Talent is cheaper than table salt. What separates the talented individual from the successful one is a lot of hard work.

William Goldman said: “It is not writing, it is re-writing.” 

Hemingway said: “There is nothing to writing. All you do is sit down to a typewriter and bleed.”

Trying to pull words out of the ethos is fraught with so many subtle complexities. Each pass at writing copy or any kind of written content requires a review in multiple states of mind. In each of these states of mind, one finds oneself in a different perspective, and with each change in perspective, comes a new slant in copy.

Having written content for so many decades, I think the joy that I discovered in taking a tiny slice of my morning to communicate about one particular theme is a great departure from everything that I am espousing above.  Setting a deadline to have one of these produced every day and keeping it brief, relevant, and hopefully informational, allows me to ignore the perpetual rewrite syndrome and try my best to make one single thought come to fruition in the shortest amount of words.

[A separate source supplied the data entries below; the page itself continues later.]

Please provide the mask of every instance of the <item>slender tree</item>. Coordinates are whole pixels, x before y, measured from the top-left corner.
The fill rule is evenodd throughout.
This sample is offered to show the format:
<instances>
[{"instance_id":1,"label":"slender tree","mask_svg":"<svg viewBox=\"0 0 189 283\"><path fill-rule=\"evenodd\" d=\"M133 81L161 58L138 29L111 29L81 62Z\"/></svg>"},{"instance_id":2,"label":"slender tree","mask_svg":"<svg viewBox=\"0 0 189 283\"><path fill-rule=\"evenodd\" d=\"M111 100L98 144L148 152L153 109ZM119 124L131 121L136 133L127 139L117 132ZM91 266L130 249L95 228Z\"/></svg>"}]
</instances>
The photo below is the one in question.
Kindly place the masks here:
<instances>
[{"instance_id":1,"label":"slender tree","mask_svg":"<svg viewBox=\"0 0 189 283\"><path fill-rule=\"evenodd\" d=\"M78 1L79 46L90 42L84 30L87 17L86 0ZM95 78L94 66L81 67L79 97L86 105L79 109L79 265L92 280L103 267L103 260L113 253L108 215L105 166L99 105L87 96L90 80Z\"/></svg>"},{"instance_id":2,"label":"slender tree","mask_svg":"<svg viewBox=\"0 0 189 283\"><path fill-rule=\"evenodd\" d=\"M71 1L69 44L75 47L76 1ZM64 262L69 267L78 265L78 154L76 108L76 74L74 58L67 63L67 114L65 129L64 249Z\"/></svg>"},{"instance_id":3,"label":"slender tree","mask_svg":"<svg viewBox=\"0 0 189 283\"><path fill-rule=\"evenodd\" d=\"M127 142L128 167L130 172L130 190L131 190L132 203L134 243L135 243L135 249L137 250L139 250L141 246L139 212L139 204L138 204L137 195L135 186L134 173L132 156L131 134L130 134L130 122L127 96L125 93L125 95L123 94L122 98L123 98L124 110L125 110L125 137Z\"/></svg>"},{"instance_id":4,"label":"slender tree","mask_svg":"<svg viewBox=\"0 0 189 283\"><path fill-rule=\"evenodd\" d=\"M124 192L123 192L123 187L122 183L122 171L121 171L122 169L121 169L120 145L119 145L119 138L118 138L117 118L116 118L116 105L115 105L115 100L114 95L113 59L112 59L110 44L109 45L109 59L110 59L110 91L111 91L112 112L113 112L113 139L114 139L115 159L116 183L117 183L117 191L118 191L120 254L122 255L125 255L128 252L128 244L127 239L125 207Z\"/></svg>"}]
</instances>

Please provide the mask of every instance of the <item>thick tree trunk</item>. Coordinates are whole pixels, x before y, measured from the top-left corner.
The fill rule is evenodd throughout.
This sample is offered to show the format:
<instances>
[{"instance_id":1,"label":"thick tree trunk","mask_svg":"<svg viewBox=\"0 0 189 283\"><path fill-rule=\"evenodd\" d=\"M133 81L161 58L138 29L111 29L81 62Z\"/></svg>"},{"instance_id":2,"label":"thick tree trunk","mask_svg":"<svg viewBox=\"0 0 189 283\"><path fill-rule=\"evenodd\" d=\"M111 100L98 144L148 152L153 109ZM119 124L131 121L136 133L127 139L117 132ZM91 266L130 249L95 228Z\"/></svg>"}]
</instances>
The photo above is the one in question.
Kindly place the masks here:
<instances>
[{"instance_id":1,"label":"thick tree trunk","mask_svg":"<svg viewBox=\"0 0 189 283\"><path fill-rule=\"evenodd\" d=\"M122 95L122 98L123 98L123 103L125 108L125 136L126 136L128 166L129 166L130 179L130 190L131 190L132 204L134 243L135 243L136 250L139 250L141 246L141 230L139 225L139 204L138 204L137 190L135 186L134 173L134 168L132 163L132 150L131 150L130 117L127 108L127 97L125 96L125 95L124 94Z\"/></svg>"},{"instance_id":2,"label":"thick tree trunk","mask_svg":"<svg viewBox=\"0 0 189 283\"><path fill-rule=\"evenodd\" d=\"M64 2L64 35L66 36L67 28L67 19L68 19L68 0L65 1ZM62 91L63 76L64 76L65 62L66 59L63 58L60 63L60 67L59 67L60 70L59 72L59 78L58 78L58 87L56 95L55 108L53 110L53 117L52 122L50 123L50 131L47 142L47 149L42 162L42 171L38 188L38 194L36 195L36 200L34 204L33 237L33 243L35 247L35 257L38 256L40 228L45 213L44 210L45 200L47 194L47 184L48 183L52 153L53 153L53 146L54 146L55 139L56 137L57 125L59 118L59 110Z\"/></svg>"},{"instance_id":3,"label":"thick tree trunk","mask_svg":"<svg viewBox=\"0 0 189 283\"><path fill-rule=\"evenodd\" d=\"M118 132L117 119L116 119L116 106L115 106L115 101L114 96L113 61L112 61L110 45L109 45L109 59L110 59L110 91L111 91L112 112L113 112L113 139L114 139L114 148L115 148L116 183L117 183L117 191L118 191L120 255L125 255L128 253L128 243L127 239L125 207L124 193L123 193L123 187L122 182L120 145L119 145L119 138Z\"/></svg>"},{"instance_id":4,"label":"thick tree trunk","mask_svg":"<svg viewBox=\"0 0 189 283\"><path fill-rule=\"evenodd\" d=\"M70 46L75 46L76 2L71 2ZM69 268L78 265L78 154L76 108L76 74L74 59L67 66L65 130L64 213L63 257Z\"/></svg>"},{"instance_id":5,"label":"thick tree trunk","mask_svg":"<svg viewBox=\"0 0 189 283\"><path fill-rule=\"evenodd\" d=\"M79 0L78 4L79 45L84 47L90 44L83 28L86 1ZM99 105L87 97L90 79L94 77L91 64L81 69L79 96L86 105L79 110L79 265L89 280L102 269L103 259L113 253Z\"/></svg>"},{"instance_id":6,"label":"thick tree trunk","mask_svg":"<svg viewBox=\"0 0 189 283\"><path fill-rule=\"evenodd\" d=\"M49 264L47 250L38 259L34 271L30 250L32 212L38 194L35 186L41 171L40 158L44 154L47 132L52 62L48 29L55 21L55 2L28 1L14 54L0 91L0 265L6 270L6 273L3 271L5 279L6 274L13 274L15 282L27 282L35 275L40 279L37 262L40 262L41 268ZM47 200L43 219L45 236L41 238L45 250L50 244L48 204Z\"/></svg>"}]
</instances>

But, to create any kind of significant writing (which these morning musings most certainly are not), the continuous reshaping, reimagining, rethinking is both a trial and tribulation for the writer.

One of my favorite quotations from Stephen King showed up on a poster when books on tape were brand new. I’ve never forgotten it.

“ I have the mind of a small child. 

I keep it in a jar on my desk.”

Stephen King

As someone who has written the tag phrase on more movie posters than I can count, I really loved this particular one because of the double entendre and because it is so on brand for Stephen King.